Avec cela, il méprisait le monde, abandonnait ses biens aux pauvres, vivait d'un morceau de pain; il avait fini par s'embarquer, avec une vieille servante, fanatisée par lui, et il allait au hasard, où abordait son bateau, prêchant partout l'Évangile, s'essayant à ne plus manger, devenu à peu près fou, presque sauvage.

Dans la pièce voisine, plus grande, dans le vestibule vêtu de boiseries de cèdre, couleur de boîte à cigare, s'étageaient d'autres gravures, d'autres dessins bizarres.

La Comédie de la Mort, de Bresdin, où dans un invraisemblable paysage, hérissé d'arbres, de taillis, de touffes, affectant des formes de démons et de fantômes, couvert d'oiseaux à têtes de rats, à queues de légumes, sur un terrain semé de vertèbres, de côtes, de crânes, des saules se dressent, noueux et crevassés, surmontés de squelettes agitant, les bras en l'air, un bouquet, entonnant un chant de victoire, tandis qu'un Christ s'enfuit dans un ciel pommelé, qu'un ermite réfléchit, la tête dans ses deux mains, au fond d'une grotte, qu'un misérable meurt, épuisé de privations, exténué de faim, étendu sur le dos, les pieds devant une mare.

Le Bon Samaritain, du même artiste, un immense dessin à la plume, tiré sur pierre: un extravagant fouillis de palmiers, de sorbiers, de chênes, poussés, tous ensemble, au mépris des saisons et des climats, une élancée de forêt vierge, criblée de singes, de hiboux, de chouettes, bossuée de vieilles souches aussi difformes que des racines de mandragore, une futaie magique, trouée, au milieu, par une éclaircie laissant entrevoir, au loin, derrière un chameau et le groupe du Samaritain et du blessé, un fleuve, puis une ville féerique escaladant l'horizon, montant dans un ciel étrange, pointillé d'oiseaux, moutonné de lames, comme gonflé de ballots de nuages.

On eût dit d'un dessin de primitif, d'un vague Albert Dürer, composé par un cerveau enfumé d'opium; mais bien qu'il aimât la finesse des détails et l'imposante allure de cette planche, des Esseintes s'arrêtait plus particulièrement devant les autres cadres qui ornaient la pièce.

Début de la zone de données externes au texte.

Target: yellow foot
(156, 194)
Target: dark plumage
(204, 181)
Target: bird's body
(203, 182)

Ceux-là étaient signés: Odilon Redon.

Ils renfermaient dans leurs baguettes de poirier brut, liséré d'or, des apparitions inconcevables: une tête d'un style mérovingien, posée sur une coupe; un homme barbu, tenant, tout à la fois, du bonze et de l'orateur de réunion publique, touchant du doigt un boulet de canon colossal; une épouvantable araignée logeant au milieu de son corps une face humaine; puis des fusains partaient plus loin encore dans l'effroi du rêve tourmenté par la congestion. Ici c'était un énorme dé à jouer où clignait une paupière triste; là des paysages, secs, arides, des plaines calcinées, des mouvements de sol, des soulèvements volcaniques accrochant des nuées en révolte, des ciels stagnants et livides; parfois même les sujets semblaient empruntés au cauchemar de la science, remonter aux temps préhistoriques; une flore monstrueuse s'épanouissait sur les roches; partout des blocs erratiques, des boues glaciaires, des personnages dont le type simien, les épais maxillaires, les arcades des sourcils en avant, le front fuyant, le sommet aplati du crâne, rappelaient la tête ancestrale, la tête de la première période quaternaire, de l'homme encore frugivore et dénué de parole, contemporain du mammouth, du rhinocéros aux narines cloisonnées et du grand ours. Ces dessins étaient en dehors de tout; ils sautaient, pour la plupart, par-dessus les bornes de la peinture, innovaient un fantastique très spécial, un fantastique de maladie et de délire.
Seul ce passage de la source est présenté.